SoulCycle is indoor cycling at it's craziest.
A hybrid of yoga-mentality and an athleticism I can identify with moreso than with yoga poses, I feel as though my body, mind, and spirit get energized. Ok, and exhausted. Instructors are totally in control of the music, moves, and vibe. You feed off of their energy and the energy of the other riders. It's basically a sweaty party on a bike. This atmosphere is why I choose to ride here so much I may just need an intervention. You're encouraged to dance, sing, cry (yes, I've cried) and push past where you think you're capable of being. Every instructor finds their own special way to shove you out of your comfort zone to change your body and more importantly to show your pesky mind that it needs to shut up because you're capable of anything.
Christine’s cycling classes are a form of 'inner-Olympics'. She guides students to explore a deeper emotional connection to their physical efforts. Christine is a true believer that we create change by stepping outside our comfort zone to cross our personal finish lines.Emily helped me adjust the seat and clip in (omg, biking shoes are so funny). Christine chatted us up before the class and found out a little bit about our personal journeys with weight loss. Christine reassured me that since it was my first time spinning, to really listen and respond to what my body was telling me (we found out afterwards that in one of her previous classes that day someone actually vomited while on the bike... I'm glad she told me this AFTER the class).
I knew ahead of time that I wouldn't be able to keep up with most of the people in the class (partially as it was my first time, but also because I'm not a natural on a bicycle). At first things were going really well. I was able to (reasonably) keep up with not just the speed and resistance on the bike, but the movement of going off the saddle and shifting my weight forward and back. However, once we increased the resistance to mimic going up a hill, I started to experience two uncomfortable things: (1) my heart rate skyrocketed (I am normally at a 145-150 while on the elliptical; 160-170 while on the treadmill; this felt around 180 or so) and (2) my sinuses just let it rip and post-nasal drip galore.
But just like Christine's bio says, we all have our own comfort zones, our own goals, our own finish lines. I took the time to sit back on the saddle (I decreased the resistance a bit and slowed down) and let my heart find a comfortable (but engaged) rate. I put my hand (and towel) over my heart and just whispered "Here" over and over again. It helped me stay with what I was feeling -- the uncomfortable nature of my heart (and mucus) being in my throat, and the desire to persevere. It was okay that I was uncomfortable. It reminded me of the first time I was on an elliptical running a 5k, then 10k, then 10 miles, then 13.1 miles. I wasn't perfect those times either.

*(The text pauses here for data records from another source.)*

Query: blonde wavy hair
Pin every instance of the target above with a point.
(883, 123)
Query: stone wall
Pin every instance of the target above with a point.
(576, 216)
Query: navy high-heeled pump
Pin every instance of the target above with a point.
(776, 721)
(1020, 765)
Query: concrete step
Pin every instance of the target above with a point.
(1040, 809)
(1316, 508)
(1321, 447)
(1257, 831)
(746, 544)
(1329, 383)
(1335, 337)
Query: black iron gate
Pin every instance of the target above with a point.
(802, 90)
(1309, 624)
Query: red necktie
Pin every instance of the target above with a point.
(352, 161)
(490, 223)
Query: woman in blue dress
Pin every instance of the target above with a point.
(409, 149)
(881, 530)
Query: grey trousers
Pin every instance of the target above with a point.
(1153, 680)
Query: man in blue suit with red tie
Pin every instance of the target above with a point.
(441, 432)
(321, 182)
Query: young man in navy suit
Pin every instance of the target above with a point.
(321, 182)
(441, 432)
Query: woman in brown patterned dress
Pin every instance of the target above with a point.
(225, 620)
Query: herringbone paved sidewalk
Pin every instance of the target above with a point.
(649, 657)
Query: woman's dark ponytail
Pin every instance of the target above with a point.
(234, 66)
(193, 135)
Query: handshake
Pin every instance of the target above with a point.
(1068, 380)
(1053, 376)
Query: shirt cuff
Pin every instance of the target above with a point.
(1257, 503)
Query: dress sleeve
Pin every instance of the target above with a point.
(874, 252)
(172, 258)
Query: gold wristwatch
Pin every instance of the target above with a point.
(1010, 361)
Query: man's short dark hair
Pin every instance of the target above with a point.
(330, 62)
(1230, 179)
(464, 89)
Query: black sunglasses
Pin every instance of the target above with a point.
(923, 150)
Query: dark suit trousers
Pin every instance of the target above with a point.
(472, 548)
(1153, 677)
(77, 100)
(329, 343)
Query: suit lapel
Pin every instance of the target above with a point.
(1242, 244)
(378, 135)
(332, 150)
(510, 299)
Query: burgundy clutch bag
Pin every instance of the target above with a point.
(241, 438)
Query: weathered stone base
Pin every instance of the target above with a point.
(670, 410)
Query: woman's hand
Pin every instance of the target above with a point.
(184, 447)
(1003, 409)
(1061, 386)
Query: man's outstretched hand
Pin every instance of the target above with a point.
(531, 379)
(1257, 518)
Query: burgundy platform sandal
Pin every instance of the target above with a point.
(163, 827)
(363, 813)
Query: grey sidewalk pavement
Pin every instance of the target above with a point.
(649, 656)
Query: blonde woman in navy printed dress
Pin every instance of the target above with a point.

I focused on what Christine was saying. I focused on Christine (she dismounted and asked if I was okay -- I told her that my heart was racing -- she adjusted the handlebars and then increased the resistance (with a smile and a wink)) and what she was saying about being present while on the bike. I listened to the music. I looked deep for the answers to Christine's questions. Why was I there? What was I moving toward? And I stayed with it. I did what I could do.
It wasn't the ride that everyone else did.
But it was my ride.
But it was my ride.
In my own way, I honored the "Going the Distance" ideaology -- that everyone has their own goals, everyone has their own struggles, but we face the challenge head-on.
I will get on the bike again. I will ride again. I will condition my heart and mind.
I will make Emily proud. I will show Christine I'm fit to keep up with her.
I will always go the distance.
(I will also bring padded bike shorts. My poor lady bits!)